First of all, here's what they all looked like on 7-10-2014, the day I got this round of propagation going:

Various sundew leaf cuttings in the Summer Batch.
Oh for the halcyon days of leaf cuttings and hopeful beginnings.
I started the cuttings in 6-cell seed starter units. Drosera adelae and Drosera anglica CA x HI each had 6 cells, and Drosera venusta and Drosera madagascariensis each had three. This is the D. venusta/D madagascariensis unit.

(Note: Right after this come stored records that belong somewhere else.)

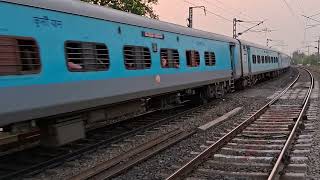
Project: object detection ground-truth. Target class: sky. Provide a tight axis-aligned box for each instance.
[154,0,320,54]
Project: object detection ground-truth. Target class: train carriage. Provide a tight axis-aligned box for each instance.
[0,0,290,145]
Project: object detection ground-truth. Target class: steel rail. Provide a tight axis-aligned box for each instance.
[268,68,314,180]
[166,70,300,180]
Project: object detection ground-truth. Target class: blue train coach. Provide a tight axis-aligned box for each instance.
[0,0,290,146]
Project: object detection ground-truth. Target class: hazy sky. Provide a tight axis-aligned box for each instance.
[155,0,320,53]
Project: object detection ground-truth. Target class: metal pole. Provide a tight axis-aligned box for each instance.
[318,37,320,64]
[188,7,193,28]
[233,18,237,39]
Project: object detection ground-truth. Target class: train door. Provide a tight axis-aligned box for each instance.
[241,45,249,76]
[247,46,252,73]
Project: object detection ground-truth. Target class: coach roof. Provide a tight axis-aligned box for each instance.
[0,0,237,43]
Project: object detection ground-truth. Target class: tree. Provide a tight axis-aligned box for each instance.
[81,0,159,19]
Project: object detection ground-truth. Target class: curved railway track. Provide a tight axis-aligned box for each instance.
[167,69,314,180]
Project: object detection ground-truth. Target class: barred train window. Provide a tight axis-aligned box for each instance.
[186,50,200,67]
[264,56,268,63]
[65,41,110,71]
[123,46,151,70]
[0,37,41,75]
[252,55,257,64]
[204,52,216,66]
[160,49,180,68]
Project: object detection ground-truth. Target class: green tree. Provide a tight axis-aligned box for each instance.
[81,0,159,19]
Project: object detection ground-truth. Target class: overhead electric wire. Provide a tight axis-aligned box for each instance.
[282,0,296,16]
[184,0,232,23]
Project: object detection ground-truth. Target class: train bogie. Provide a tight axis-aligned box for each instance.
[0,0,287,145]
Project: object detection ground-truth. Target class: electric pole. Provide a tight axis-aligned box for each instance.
[317,37,320,64]
[187,6,207,28]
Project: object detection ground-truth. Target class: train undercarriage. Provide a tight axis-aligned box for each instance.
[0,67,286,151]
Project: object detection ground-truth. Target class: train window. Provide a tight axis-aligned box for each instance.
[0,37,41,75]
[252,55,257,64]
[257,55,261,64]
[204,52,216,66]
[65,41,110,71]
[123,46,151,70]
[160,49,180,68]
[186,50,200,67]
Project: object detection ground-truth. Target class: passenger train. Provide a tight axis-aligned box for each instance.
[0,0,291,146]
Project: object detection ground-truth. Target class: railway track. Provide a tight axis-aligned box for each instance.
[0,100,220,179]
[166,69,315,180]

Drosera madagascariensis and Drosera venusta leaf cuttings.
D. madagascariensis and D. venusta bunking together like bros.
The cell in the bottom-left is the only successful D. venusta cutting. The one in the center got moldy, and the one of the right actually was dislodged at some point and has dried out on the side of the unit. The top-left and top-right cells of D. madagascariensis have struck, though the plantlets are quite tiny (in part because D. madagascariensis is a smaller plant over all).

My D. adelae starts did much worse than I expected.

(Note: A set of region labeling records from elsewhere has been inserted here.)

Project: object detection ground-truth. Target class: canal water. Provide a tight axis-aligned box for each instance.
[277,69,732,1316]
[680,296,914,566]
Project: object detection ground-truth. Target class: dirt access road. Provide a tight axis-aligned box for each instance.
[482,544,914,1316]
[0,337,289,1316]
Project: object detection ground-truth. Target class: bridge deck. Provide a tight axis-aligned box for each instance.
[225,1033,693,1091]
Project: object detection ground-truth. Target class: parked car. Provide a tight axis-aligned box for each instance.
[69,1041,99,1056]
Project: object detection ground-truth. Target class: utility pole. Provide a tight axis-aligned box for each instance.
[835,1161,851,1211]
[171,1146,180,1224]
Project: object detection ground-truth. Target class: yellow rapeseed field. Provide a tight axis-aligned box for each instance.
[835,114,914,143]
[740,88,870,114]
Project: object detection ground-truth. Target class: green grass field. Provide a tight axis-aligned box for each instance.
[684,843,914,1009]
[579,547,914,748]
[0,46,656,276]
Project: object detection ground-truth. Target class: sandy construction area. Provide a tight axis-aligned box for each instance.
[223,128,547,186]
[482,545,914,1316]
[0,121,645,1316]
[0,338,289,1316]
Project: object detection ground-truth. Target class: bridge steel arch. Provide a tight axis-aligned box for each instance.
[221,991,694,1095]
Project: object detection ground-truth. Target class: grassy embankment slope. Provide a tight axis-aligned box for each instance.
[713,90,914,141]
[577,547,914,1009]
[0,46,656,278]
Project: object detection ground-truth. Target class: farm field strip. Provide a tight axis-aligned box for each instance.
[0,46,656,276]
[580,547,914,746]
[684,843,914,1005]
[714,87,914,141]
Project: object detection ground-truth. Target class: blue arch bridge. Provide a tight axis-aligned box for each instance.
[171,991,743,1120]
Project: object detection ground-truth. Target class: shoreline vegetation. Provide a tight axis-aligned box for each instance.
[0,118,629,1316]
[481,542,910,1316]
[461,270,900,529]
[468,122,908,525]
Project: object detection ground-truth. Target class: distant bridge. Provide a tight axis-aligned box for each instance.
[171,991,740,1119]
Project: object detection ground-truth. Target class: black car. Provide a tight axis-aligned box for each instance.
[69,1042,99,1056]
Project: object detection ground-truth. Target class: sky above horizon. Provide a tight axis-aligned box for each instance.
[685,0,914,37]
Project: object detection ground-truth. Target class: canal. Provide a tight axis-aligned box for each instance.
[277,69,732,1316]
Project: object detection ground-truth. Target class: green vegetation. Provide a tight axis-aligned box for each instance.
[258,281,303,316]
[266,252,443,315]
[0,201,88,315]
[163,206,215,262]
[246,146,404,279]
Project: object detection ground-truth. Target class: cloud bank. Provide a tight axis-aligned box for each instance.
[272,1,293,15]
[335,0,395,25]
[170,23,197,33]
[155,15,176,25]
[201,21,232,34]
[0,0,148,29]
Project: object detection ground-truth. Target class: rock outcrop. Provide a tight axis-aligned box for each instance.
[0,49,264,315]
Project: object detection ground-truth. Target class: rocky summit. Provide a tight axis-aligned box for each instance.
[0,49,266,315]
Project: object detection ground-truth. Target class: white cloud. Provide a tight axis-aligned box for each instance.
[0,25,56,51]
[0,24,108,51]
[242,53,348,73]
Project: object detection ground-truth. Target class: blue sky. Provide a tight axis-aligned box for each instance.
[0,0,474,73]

Drosera adelae leaf cutting.
That one productive cutting (almost) makes up for the 5 failures.
It's such a prolific plant, I expected the cuttings to have a much higher success rate. I'll still get a couple new plants out of the deal, but I was hoping to be totally awash.

The D. anglica CA x HI cuttings, however, are totally going gangbusters.

Drosera anglica CA x HI leaf cuttings.
This is one of the most vigorous plants in my whole collection. Total beast.
A full 5 of the 6 cells have had strikes (look closely at bottom-center) and the plantlets are already quite large. I'm going to leave the humidity cover on for a few more weeks at least while the other plantlets catch up, but I'm super excited to have more of this clone in my collection.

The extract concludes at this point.